I had a client return. They're big. They didn't really get nailed by the downturn but they circled the wagons nonetheless. And when they came back they didn't ask about budget. And when the job was delivered they remarked, "This work is wonderful. It looks like HD in a standard world. It's so perfect it's three dimensional. We'd forgotten that it could be like this."
And we almost forgot as well. We (photographers) forgot that it really is much more than the regurgitation of technical skill sets. It really is about vision and craftsmanship and art. And there is a quality that comes from mastering working with the people in front of our cameras. There is a difference between what we do as professionals and the legion of people who have new digital cameras. And clients were amazed, after the long drought, that they COULD see the difference and it DID make all the work look better and it was WORTH paying for.

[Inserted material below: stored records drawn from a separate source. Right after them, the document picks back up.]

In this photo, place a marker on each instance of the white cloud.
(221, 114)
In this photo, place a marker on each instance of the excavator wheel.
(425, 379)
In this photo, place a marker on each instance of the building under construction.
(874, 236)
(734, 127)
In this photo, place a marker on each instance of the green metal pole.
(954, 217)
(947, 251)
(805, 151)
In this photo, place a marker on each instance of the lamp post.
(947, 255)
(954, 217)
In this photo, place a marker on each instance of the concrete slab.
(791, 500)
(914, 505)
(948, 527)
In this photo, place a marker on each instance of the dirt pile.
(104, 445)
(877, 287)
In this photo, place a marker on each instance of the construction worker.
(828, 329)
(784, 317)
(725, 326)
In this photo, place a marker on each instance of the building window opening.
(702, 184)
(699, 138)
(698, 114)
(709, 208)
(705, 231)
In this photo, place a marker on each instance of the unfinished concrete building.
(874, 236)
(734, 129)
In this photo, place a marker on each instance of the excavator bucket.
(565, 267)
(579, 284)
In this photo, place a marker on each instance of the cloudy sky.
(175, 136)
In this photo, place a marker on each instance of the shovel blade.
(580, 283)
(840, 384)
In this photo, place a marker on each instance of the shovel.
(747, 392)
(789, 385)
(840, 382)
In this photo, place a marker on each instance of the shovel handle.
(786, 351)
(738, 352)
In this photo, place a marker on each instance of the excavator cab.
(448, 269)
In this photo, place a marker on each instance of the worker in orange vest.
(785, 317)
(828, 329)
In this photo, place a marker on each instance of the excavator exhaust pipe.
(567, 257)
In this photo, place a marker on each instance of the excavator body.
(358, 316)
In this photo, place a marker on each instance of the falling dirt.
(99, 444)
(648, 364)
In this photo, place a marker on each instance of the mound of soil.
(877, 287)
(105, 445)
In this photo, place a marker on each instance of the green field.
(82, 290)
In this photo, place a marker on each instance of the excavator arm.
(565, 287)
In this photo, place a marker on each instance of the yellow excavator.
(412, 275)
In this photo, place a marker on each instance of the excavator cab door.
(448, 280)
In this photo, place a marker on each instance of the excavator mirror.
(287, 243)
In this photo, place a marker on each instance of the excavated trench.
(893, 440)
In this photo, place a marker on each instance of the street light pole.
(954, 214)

And I hope photographers don't forget this valuable lesson and accept the discounted status that accountants and account executives tried to foist on us when they held the leverage of the market. We needed to have this discontinuation to remind all the parties that everyone was bringing something to the table. And everyone was/is valuable in a way that can't be defined by spreadsheets and metrics.
And so this year of nascent recovery is coming to a close. Three more large clients are back. And they know that if we're turning the clock back it will be to the business practices of the time before the recession and we won't return to the ruinous pricing models of 2009.
I love this business. It will recover. It is recovering. It's time good photographers everywhere stood their ground and started asking for what they are really worth. 2011 WILL be a happy New Year.
Technical info: I left the house with an unusual camera/lens combination. I stuck on old 38mm 1.8 Zuiko Pen FT lens from the early 1970's on the front of an Olympus EPL1 body, topped with an electronic viewfinder. Manual focus all the way. I found the metering on the EPL to be impeccable and the color to be.....juicy. I spent a few quiet hours walking through downtown shooting jpegs at ISO 200. I was happy with the results. It made me feel good to see that I could go from a Canon 5D2 to a $499 EPL with a forty year old half frame lens and still make the same photos. Amazes me.
To everyone: No matter what industry or profession you happen to be in let's push to get paid for the value we bring instead of bowing to the power of the spreadsheet and precedent. Especially not the precedent of the last three years. We all deserve better. Everywhere.